チームでは不動のレギュラーも、侍ジャパンでは、二遊間で途中からの出場機会が多くなる可能性が高い。侍関係者には同じく守備代走のスペシャリストとして招集された周東(ソフトバンク)とともに、17日からの宮崎合宿開始前から、重点的に取り組んでほしい練習課題があるという。
「2人はもちろん守備力と足力メインで選ばれた選手だけど、それだけでは選んでいない」と、期待を寄せているのが打撃における小技だ。特に試合終盤を想定した「ピンチバンター」は、念入りに想定した形で取り組んでもらいたいと語る。
「東京五輪の栗原(ソフトバンク)みたいに、5試合やって、たった1打席、しかもそれがピンチバンター。
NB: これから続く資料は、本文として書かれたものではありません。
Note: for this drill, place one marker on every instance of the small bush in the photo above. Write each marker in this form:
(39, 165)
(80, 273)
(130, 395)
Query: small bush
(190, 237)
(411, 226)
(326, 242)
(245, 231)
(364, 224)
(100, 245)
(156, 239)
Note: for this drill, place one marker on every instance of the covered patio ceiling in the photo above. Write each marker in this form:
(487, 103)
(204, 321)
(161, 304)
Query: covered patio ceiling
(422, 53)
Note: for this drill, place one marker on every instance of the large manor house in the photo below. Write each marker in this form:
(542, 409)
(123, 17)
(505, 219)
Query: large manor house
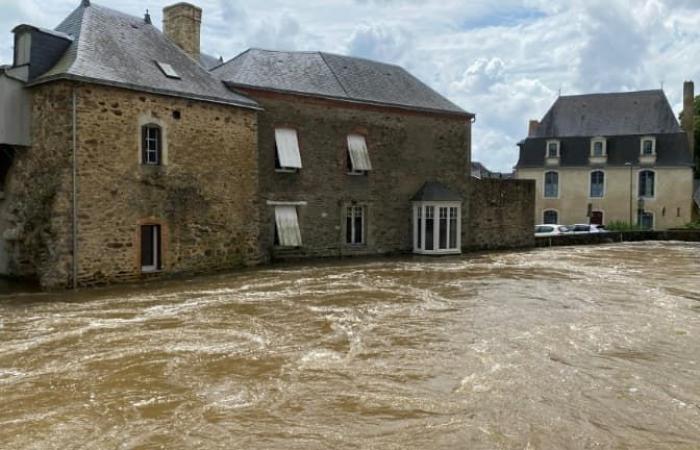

そういうことになっても、やってもらわなければならないときは、やってもらわないと。それが短期決戦だから。心臓が飛び出すんじゃないかっていうぐらい緊張だったと思う。でも、決めた。彼の五輪打席はあの代打バントの1打席だけだったけど、あのバントは、何打点分にも相当する価値あるバントだった」(侍関係者)
金メダルを獲得した東京五輪、準々決勝の米国戦は、無死一、二塁から始まる延長タイブレークとなり「ピンチバンター」で出場した栗原(ソフトバンク)が1球でバントを決めて二、三塁、その後、甲斐(ソフトバンク)のサヨナラ打で、競り勝った一戦だ。侍首脳陣はWBCでも五輪のような緊迫した場面での進塁打を想定し、中野はその〝大役〟を担う候補のひとりと想定している。
第三者からすれば、決めて当然と思われがちなバント。だが、国際舞台での大一番、しかもここ一番の場面でのしかかる重圧は計れ知れないものがある。侍関係者は「自分で自分にプレッシャーをかけながら準備してきてほしい」と、事前にそういった状況を設定した中での練習を数多くこなし、本番を向かえてほしいと語る。
1年目の2021年の犠打はリーグ最多の20、昨季も19とチームのなかでも〝つなぎ〟の役割を期待されることが多かった虎のWBC戦士。重責を涼しい顔でやってのけるためにも、キャンプ中からの1球1球の「こなし方」に力が入ることになりそうだ。